ロートン二世は確かにワグナス・ザーレンツに刺殺されたらしい。しかし、そこには多少、ワグナスに同情する余地はあり、しかもワグナスは帝位についてはいなかった。さらにロートン二世の四人の皇子達の首を切ったのはレオンナルド自身であった。これらの点は、ワグナスとレオンナルドの評価を変えるかもしれない記述であった。

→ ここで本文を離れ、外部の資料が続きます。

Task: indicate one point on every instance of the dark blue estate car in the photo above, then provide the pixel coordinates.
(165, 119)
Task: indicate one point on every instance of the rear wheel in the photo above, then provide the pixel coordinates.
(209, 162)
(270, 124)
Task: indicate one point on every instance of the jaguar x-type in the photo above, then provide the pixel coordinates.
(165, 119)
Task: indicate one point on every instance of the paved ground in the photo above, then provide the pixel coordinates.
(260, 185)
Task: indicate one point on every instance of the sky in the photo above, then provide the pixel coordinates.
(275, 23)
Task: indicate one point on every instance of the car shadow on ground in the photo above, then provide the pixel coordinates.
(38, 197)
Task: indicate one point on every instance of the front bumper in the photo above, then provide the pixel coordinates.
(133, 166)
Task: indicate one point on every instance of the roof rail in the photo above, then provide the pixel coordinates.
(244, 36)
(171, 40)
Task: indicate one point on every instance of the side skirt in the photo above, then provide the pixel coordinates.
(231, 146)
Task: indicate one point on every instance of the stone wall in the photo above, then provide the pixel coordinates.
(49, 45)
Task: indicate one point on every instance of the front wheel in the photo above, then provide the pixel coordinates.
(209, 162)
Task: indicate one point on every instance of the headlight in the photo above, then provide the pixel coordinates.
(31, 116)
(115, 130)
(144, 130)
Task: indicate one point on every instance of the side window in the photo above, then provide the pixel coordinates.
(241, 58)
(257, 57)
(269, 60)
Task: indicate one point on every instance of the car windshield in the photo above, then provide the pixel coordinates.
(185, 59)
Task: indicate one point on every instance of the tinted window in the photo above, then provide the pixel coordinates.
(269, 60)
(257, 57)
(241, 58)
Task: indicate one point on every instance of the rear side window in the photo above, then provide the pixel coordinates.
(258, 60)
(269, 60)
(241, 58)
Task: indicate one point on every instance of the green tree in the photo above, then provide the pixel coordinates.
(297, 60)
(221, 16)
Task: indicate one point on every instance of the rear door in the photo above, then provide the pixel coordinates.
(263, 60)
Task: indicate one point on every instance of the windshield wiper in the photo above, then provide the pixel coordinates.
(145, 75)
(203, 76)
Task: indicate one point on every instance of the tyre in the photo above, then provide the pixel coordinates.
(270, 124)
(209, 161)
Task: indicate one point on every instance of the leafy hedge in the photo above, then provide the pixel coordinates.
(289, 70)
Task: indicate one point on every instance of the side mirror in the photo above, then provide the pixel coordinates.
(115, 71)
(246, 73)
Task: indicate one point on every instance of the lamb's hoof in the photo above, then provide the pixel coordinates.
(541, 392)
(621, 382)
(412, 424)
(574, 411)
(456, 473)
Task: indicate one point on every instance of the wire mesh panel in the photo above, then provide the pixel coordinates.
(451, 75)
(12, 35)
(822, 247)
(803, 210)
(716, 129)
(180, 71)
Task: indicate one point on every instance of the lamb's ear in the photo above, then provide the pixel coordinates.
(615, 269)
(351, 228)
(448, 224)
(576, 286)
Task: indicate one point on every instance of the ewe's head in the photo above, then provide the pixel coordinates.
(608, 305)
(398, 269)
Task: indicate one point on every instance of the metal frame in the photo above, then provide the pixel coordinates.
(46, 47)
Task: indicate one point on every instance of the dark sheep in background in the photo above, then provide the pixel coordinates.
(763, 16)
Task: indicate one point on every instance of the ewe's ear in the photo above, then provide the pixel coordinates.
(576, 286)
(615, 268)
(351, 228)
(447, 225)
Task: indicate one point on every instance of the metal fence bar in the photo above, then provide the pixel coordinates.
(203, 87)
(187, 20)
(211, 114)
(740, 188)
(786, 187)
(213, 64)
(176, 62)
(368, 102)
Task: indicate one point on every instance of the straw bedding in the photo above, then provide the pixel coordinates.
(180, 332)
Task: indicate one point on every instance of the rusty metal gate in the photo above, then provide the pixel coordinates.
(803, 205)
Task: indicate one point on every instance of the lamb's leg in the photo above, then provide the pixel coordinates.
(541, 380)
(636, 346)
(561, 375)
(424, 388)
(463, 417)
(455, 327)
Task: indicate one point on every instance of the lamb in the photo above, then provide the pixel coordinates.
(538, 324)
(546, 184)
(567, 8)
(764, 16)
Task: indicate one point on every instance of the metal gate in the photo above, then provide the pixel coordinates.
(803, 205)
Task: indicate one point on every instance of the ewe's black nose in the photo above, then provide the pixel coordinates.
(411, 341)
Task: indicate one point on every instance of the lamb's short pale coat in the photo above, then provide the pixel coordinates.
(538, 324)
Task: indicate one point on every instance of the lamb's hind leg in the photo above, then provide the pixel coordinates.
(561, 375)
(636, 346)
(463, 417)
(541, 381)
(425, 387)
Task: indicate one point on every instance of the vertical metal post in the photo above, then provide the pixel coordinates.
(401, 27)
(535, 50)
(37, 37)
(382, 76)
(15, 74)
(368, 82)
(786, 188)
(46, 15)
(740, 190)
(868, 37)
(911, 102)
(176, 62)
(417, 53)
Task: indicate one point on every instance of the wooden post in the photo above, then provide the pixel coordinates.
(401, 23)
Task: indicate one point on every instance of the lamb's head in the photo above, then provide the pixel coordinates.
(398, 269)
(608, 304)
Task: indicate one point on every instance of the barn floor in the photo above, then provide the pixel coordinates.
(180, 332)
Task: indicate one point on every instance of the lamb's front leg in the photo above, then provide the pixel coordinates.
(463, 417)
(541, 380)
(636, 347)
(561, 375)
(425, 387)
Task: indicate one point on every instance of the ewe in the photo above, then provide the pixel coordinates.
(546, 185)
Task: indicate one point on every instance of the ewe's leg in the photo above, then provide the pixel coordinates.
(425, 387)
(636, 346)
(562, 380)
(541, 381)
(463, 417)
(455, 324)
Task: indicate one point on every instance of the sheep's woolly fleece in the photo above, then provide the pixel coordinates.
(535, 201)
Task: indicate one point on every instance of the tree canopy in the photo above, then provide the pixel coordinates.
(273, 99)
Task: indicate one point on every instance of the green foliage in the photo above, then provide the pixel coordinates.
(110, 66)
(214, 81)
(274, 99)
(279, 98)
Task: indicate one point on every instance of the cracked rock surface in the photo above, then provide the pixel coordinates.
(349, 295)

サラサは確かに興奮した。しかし、同時に彼女の冷静な視点が働いた。
『このオルトス・アーゲイトの記述は本当であろうか?』
あるいは本来の史書の方が正しく、親友をかばうオルトスが偽りの記述をしたのかもしれない。その可能性は今のところ捨て切れなかった。
「やはり新しい国史が必要だ」
本を閉じ、枕もとのランプを消してベッドに潜り込んだサラサは、闇に向かって呟いた。従来の国史、オルトスが残した記述。そしてラピュラスから運ばれてくるだろう無数の書物。それらを総合して新しい史書を編纂すべきであろう。それはサラサ個人的な趣味ではなく、やはり国家としての義務であろう。
「いや、それだけでは足りない。民間に残る口碑、伝承の類も拾い集めるべきだ」
案外、真実というものはそういうところに落ちているのかもしれない。余裕があれば、オルトス・アーゲイトの子孫を探し出すのもいいかもしれない。
「明日の朝議にかけてみるか……」
そう決意すると、睡魔が襲ってきた。サラサは満足しながらゆっくりと眠りについた。